Beni Sadr, Hamaney'den sonraki muhtemel isimlerle ilgili soruyu şöyle cevaplandırdı:
"Anayasa'nın tarifine uyan birkaç kişiden fazla yok. Biri, Hamaney'in oğlu Mücteba. Diğerleri, İbrahim Reisi ve Yargı Erki Başkanı Sadık Laricani'dir. Laricani'nin hakkında bugünlerde yolsuzluk iddiaları var. Bu nedenle onun olması mümkün gözükmüyor. Bir de Ayetullah Mahmud Şahrudi. O da Uzmanlar Meclisi Başkanlık seçimlerinde oy alamadı. Devrim Muhafızlarının onunla arası iyi değil. Fakat benim asıl ümidim, Velayeti Fakih düşüncesinin teorik olarak ölmüş olmasıdır. Pratik olarak da öldü. Çünkü artık kimse inanmıyor. Sadece şiddeti meşrulaştırmak için bir vesile olarak kaldı. Kullanıldığı tek alan bu."
Beni Sadr, İran'da 19 Mayıs'ta düzenlenecek Cumhurbaşkanlığı seçimlerinde muhafazakar kesimin adayı olarak öne çıkan eski Başsavcı İbrahim Reisi için "idam hükmü verme makinesi" nitelemesi yaptı.
Devrim Muhafızlarının, Reisi'yi ülkenin lideri yapmak için bir yıldır çalıştığını ileri süren Beni Sadr, "Reisi, 1988 yılı idamlarında (Tudeh Partisi'ne mensup binlerce muhalif hakkında verilen idam kararları) etkisi olan kişidir.

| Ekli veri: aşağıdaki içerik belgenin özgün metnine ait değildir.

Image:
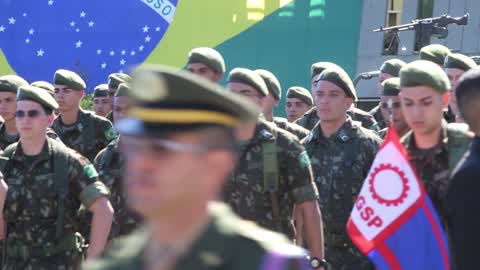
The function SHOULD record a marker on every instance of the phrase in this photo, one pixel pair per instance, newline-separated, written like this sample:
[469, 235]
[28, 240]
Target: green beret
[46, 86]
[248, 77]
[427, 73]
[339, 77]
[37, 94]
[10, 83]
[209, 57]
[300, 93]
[392, 67]
[319, 67]
[70, 79]
[115, 79]
[460, 61]
[123, 90]
[273, 85]
[391, 87]
[435, 53]
[168, 100]
[101, 90]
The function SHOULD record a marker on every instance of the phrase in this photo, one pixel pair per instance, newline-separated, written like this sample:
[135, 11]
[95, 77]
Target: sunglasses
[31, 113]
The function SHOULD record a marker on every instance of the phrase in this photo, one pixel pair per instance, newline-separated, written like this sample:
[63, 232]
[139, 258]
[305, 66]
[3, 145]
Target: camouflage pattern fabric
[293, 128]
[244, 190]
[310, 119]
[110, 166]
[31, 208]
[340, 164]
[76, 135]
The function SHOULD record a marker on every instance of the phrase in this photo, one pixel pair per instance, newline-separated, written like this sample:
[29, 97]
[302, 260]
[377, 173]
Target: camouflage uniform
[110, 165]
[244, 190]
[340, 164]
[377, 114]
[32, 208]
[310, 119]
[81, 137]
[433, 167]
[295, 129]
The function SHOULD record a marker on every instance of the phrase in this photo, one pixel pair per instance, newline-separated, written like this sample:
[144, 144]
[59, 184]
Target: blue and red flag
[393, 220]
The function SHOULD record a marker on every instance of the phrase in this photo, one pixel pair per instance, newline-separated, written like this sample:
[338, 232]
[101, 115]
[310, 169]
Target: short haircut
[468, 98]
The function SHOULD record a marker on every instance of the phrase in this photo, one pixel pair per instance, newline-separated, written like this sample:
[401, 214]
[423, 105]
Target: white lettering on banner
[390, 189]
[163, 7]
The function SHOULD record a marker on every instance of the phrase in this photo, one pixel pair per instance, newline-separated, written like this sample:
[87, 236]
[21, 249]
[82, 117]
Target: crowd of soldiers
[204, 177]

Lider olmadan bu kadar şiddet uyguladı. Bir de lider olursa neler yapar siz düşünün" değerlendirmesinde bulundu.
İran'ın devrim sonrası ilk Cumhurbaşkanı Beni Sadr, İran Devrim Lideri Ayetullah Humeyni hakkında da ilginç açıklamalarda bulundu.
Humeyni'nin Fransa'da sürgündeyken verdiği sözler ile İran'a döndüğündeki uygulamalarının birbirini tutmadığını söyleyen Beni Sadr, şunları kaydetti:
"Biz Fransa'nın Neauphe-le-Chateau şehrinde Humeyni'ye 20 madde sunduk. Genel af dışında 19'unu kabul etti ve dünyaya duyurdu. Fakat İran'a döndüğümüz andan itibaren bu maddeleri dikkate almadığının sinyallerini verdi. Beheşti Zehra'daki açıklamaları buna işaretti. Kendisi Şer'i Velayet'e sahip olması kaydıyla, geçici hükümetin başına Mehdi Bazergan'ı atadı. Daha açık örneği, taraftarlarını sokaklara döktü, tesettürü düzgün olmayan bayanlara eziyet ettiler. Kum kentine gittim, kendisiyle konuştum. Ona, 'Siz, Neauphe-le-Chateau'da kadınların tesettür özgürlüğü olacağını söylemiştiniz.' dedim. O, 'Fransa'da yaptığım konuşmalarda hiç söz vermedim. Eğer gerekirse o konuşmalarımın tersini uygularım' dedi."